There are important differences between a trained and certified Orton-Gillingham practitioner. For effective progress, the practitioner you select for your child needs to be a Certified, not trained, Orton-Gillingham therapeutic practitioner. Tutors who have training means they attended a workshop without a supervised practicum. Be sure to ask your tutor if they are certified and their certification is current.
It takes dedication and commitment to become certified in Orton-Gillingham. To earn Orton-Gillingham certification with Initial and Advanced levels, the tutor has spent fifty to one hundred hours in class, reading and writing reports, passing quizzes, a midterm and a final. The most important step in the Orton-Gillingham certification is that the practitioner has passed a one hundred to four hundred hour supervised practicum. A supervised practicum provides continual feedback and instruction improvements to ensure the tutor meets high standards in teaching procedures and practices. Certified practitioners have also had thorough background checks. Security checks are done as a prerequisite to the Orton-Gillingham certification program. Often, certified Orton-Gillingham practitioners will have a higher hourly rate than non-certified reading tutors, and can be an indication of the skills. Rates vary because of certification level and experience.
The Evaluation for Dyslexia
The process starts with a Core Evaluation by your town's school district. An independent evaluation will need to follow your school's evaluation by a neuropsychologist who specializes in dyslexia and language based challenges.
Why do you need this? Your school's Core Evaluation will not be thorough enough.
Schools do not diagnosis dyslexia and reading challenges because dyslexia is considered a medical diagnosis. This critical piece of the evaluation is done by an independent neuropsychologist with expertise in dyslexia. There are more in depth tests for phonological awareness, word attach, word id, pseudo word, reading comprehension, and memory that complete the evaluation.
Who do you turn to for the complete diagnosis? There are recommended neuropsychologists under Professional Resources who do specialize in reading and dyslexia. You can also ask your pediatrician for a recommendation.
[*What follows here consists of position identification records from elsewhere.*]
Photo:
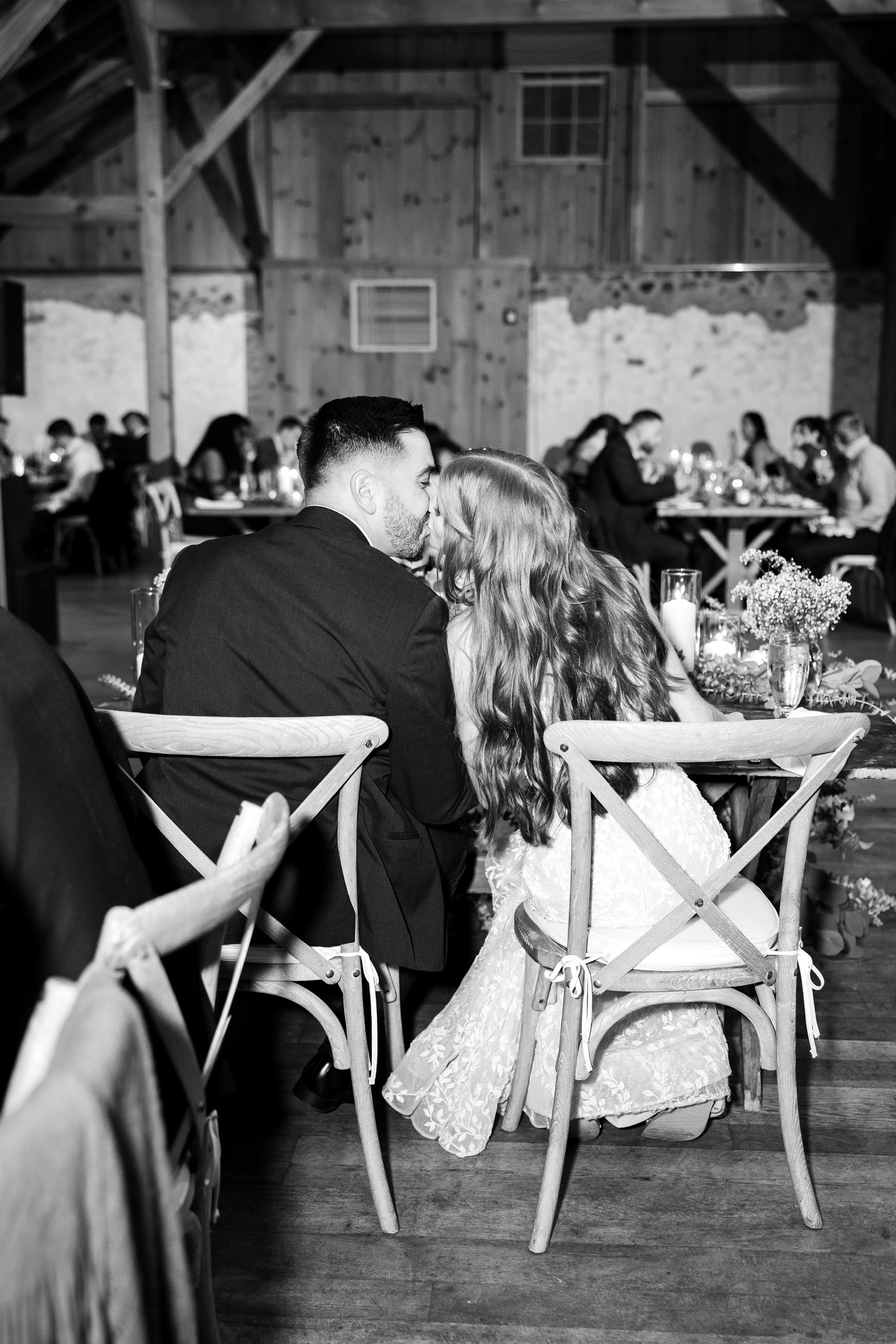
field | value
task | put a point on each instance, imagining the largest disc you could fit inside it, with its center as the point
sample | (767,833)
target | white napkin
(797,765)
(213,505)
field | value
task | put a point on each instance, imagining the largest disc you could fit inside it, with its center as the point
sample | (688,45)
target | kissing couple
(315,617)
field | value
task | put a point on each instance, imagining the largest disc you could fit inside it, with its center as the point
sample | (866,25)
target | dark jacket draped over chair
(308,619)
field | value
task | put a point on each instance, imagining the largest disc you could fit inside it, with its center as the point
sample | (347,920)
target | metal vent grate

The Orton-Gillingham seven step lesson plan includes:
1) Phonograms (letter to sound patterns) and phonemic blending drills for automaticity;
2) Review words;
3) New Feature Work (it may be a phoneme, a spelling rule, a syllable type, or a Latin morpheme);
4) Phonemic Awareness, Fluency Drills,
5) Sound to letter association drill (What Says?);
6) Spelling and Sentence Dictation for grammar and spelling;
7) Oral Reading for fluency and comprehension.
You will need to be able to commit to two one-hour sessions per week. It will take approximately one to two school years to master levels one through four of the Orton-Gillingham program depending on the ability of the student. Level 5 may be completed later for younger students. An Accelerated Program for teens and adults may be possible and will take approximately twelve weeks when meeting twice per week depending on the student's ability. You will learn and practice phonemes, spelling rules and generalizations, common letter-sound patterns, learn affixes, Latin Roots, Greek combining forms, and work on active reading strategies to aid comprehension.